As published on beincrypto.com, Wednesday 31 March, 2021.
The United Kingdom’s tax collection body, Her Majesty’s Revenue and Customs (HMRC) has issued a new document that explains taxation guidelines for cryptocurrency.
The Cryptoassets Manual defines the tax rates for crypto transactions that involve businesses and companies. They specifically deal with cryptocurrencies like bitcoin.
The detailed document goes over which taxes apply, accounting, crypto mining transactions, and betting and gaming, among many other details. It also examines exchange tokens and expects businesses to pay taxes on activities involving those tokens. This includes mining.
How the taxation occurs for various kinds of tokens and processes (staking, mining, and so on) is based on certain criteria. Exchange tokens are considered a “trade” depending on the frequency, level of organization, and intention of the asset. If it qualifies as a trade, it’s taxed in a specific manner.
For staking, the matter becomes a little more unclear. The degree of activity, organization, and risk will determine how staked tokens will be taxed.
The liable taxes could include Capital Gains Tax (CGT), Corporation Tax (CT), Corporation Tax on Chargeable Gains (CTCG), Income Tax (IT), National Insurance Contributions, Stamp Taxes, and VAT.

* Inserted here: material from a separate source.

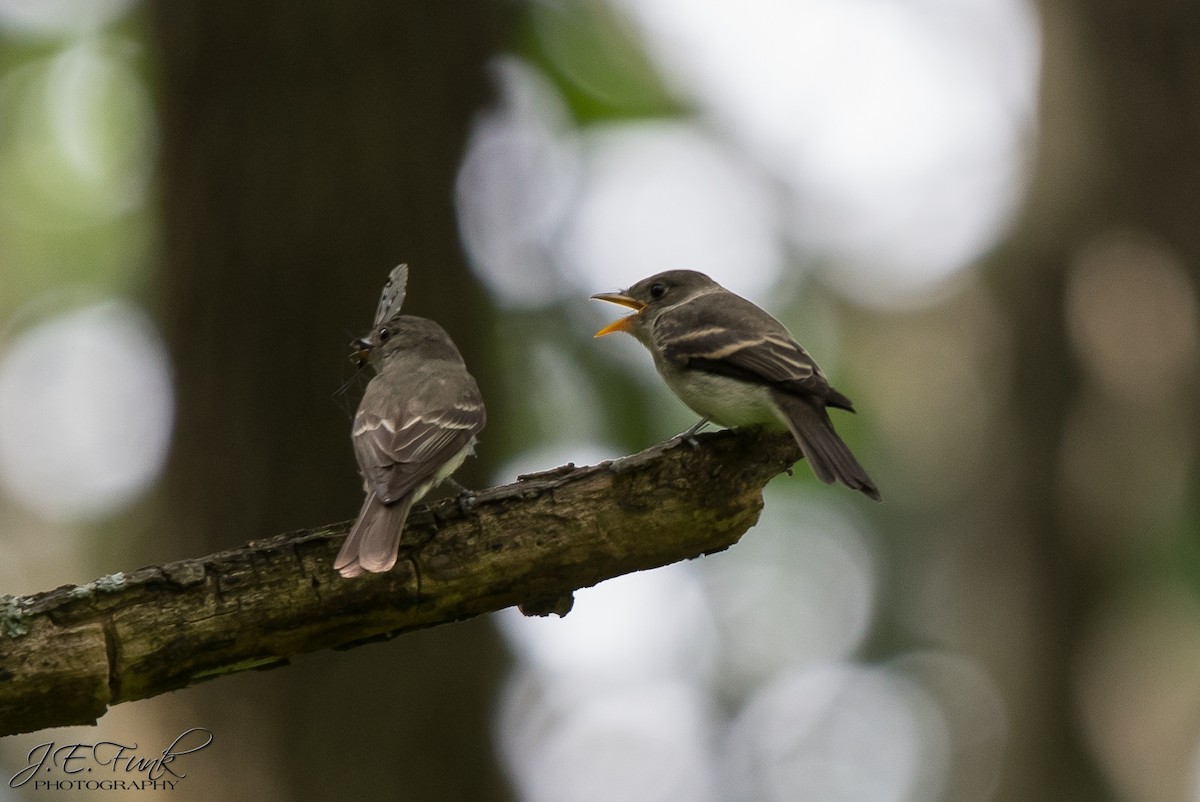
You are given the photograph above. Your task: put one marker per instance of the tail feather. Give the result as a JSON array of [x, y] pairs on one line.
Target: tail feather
[[373, 542], [828, 456]]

Of course, the rules are subject to change.
Governments around the world are preparing guidance for the crypto market and industry. The issue is still a large pain point, as this asset class is unprecedented. Authorities are unsure how to enforce compliance standards on decentralized assets.
Crypto taxation is only one of the challenges that governments face in the industry. South Korea was among the first nations to introduce an extensive, thorough tax guideline for crypto. Governments are beginning to realize that they stand to gain more by taxing the market than by banning it outright.
But anti-money laundering (AML) and anti-terrorism funding have also played a large part in motivating the issuance of crypto regulation. Most recently, Ireland passed a directive on the crypto market that complied with the EU’s standards. Similarly, other countries are looking into how providers can ensure full KYC/AML compliance.